My "MISTER Teddy NO", would cause his tail to drop and his head to drop also. He was fine once he knew all was ok, he just did somehting he shouldn't and all was ok between us.

He would hike a leg on Moms' roses or the grape vine, a NO, would stop him cold. Something people couldn't believe. He loved our vet and I'd pat the stainless steel table and Ted would bail up with no problem. The vet said seldom would a dog do that, I told him the truth... Ted knew I'd have a hand there to stop him, we trusted each other.

He had me trained just as well... in the kitchen I'd be close to the cookie jar and he'd go into a Lassie pose, sit up and have a paw crooked just so. Never failed, he always got his cookie from me.

His favorite was school busses. I'd be at a gas station and he'd know kids were in the bus next to us. He would sit up and stare at the bus driver and every bus driver would come over and ask if Mr. Ted could come visit. Ham he was, he'd go in the bus and mind those kids just as good as he did me.

He did the same thing at any fast food restaurant. I'd eat outside so he could be with me and make him lay down. Didn't take long for kids there to learn he loved french fries, and a piece of hamburger wouldn't be bad either. He would take the food so carefully from a kid that parents let toddlers hand feed him.

No secret, I'd feed him something and tell him "easy", I'd hold the piece of food tucked behind my fingernails with a small edge sticking out. He learned that easy meant to take the piece from my fingers carefully.

The last two years with Teddy were hard on both of us. He wanted to run his 30' circle by hand signals, same as always. I knew he was going downhill and tried to slow him down. He'd lost weight, had arthritis in his front legs,but still pranced when he walked and had a beautiful coat.

I found a vet who would work with me regarding medication, and we tried to keep Teddy going as long as possible. The day I saw Ted lose his balance many times and walk instead of "bounce", I knew the time had come. I called the vet and told him it was time.

He begged for some cheesecake that day, and no big surprise... he got it... We spent the day together in the back yard and like many others, was fun for Ted & for me. Even knowing I would be taking him to the vet.

I felt he would take it easier if I went in with him. It wasn't easier for me, but it was the last thing I could do for him. Ted went the way he lived, as my best friend, and next to me as always.

I brought Mr. Teddy home and buried him in the mint bed he loved to smell.
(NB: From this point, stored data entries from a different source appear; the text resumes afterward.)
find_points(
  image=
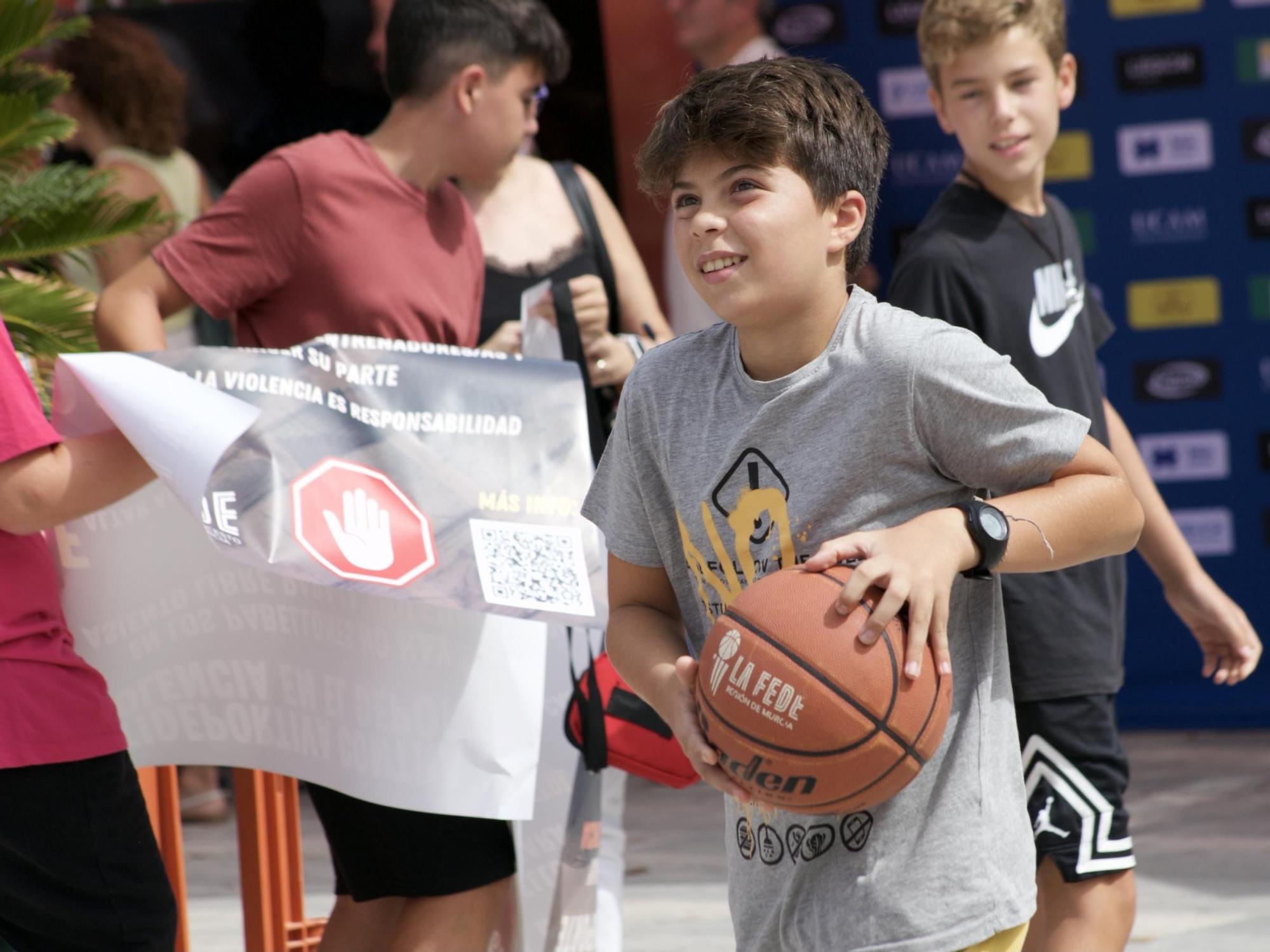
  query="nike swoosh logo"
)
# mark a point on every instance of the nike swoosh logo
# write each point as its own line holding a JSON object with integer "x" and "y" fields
{"x": 1048, "y": 338}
His love of smelling flowers and the mint was another part of him that brought me many smiles.

Year 2000 now, but whenever I see the wildflowers bloom there and mint, I have to smile and be very grateful I had Mr. Teddy in my life!!

I haven't found a dog that's "for me" yet. I wanted to wait until I was ready and wasn't looking for Mr. Teddy at every corner! Those of you who have lost a favorite dog know what I'm talking about.
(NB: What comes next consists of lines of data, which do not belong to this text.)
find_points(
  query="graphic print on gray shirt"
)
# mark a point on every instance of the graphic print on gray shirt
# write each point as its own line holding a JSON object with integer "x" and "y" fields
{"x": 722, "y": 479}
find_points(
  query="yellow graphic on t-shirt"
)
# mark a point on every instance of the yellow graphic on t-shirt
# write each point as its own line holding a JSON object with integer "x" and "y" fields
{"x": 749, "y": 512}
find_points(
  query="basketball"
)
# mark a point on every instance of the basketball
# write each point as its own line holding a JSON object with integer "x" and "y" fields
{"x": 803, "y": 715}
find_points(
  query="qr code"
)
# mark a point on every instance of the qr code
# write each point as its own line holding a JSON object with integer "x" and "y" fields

I did have one... but my Buddy is another story. In between I have foster cared many "rogue" dogs and am able to match them up with the right people.

The dogs let me know who the right people are. If I don't see a "match" the dogs stay with me. Figure I spent many hours learning each dog, and what they know or like and they deserve the people they respond best to.

Many of these dogs I babysit when the owners go on vacation. They never forget no matter how many years it has been between visits. It is one of my favorite things to do.

I'm no different than anyone else, I just trained myself to pay attention to what each dog is like and work from there. You can do the same thing.

If one method doesn't work, then try another one. Like with Ted, I never could get him to walk on a leash, but give him the end of it in his mouth and he would heel and never break away from it.

When we visited a place that required a dog to be leashed, he was leashed. Just led himself wherever I went. Didn't make him a bad dog, just one that was smart enough to convince me it was better that way.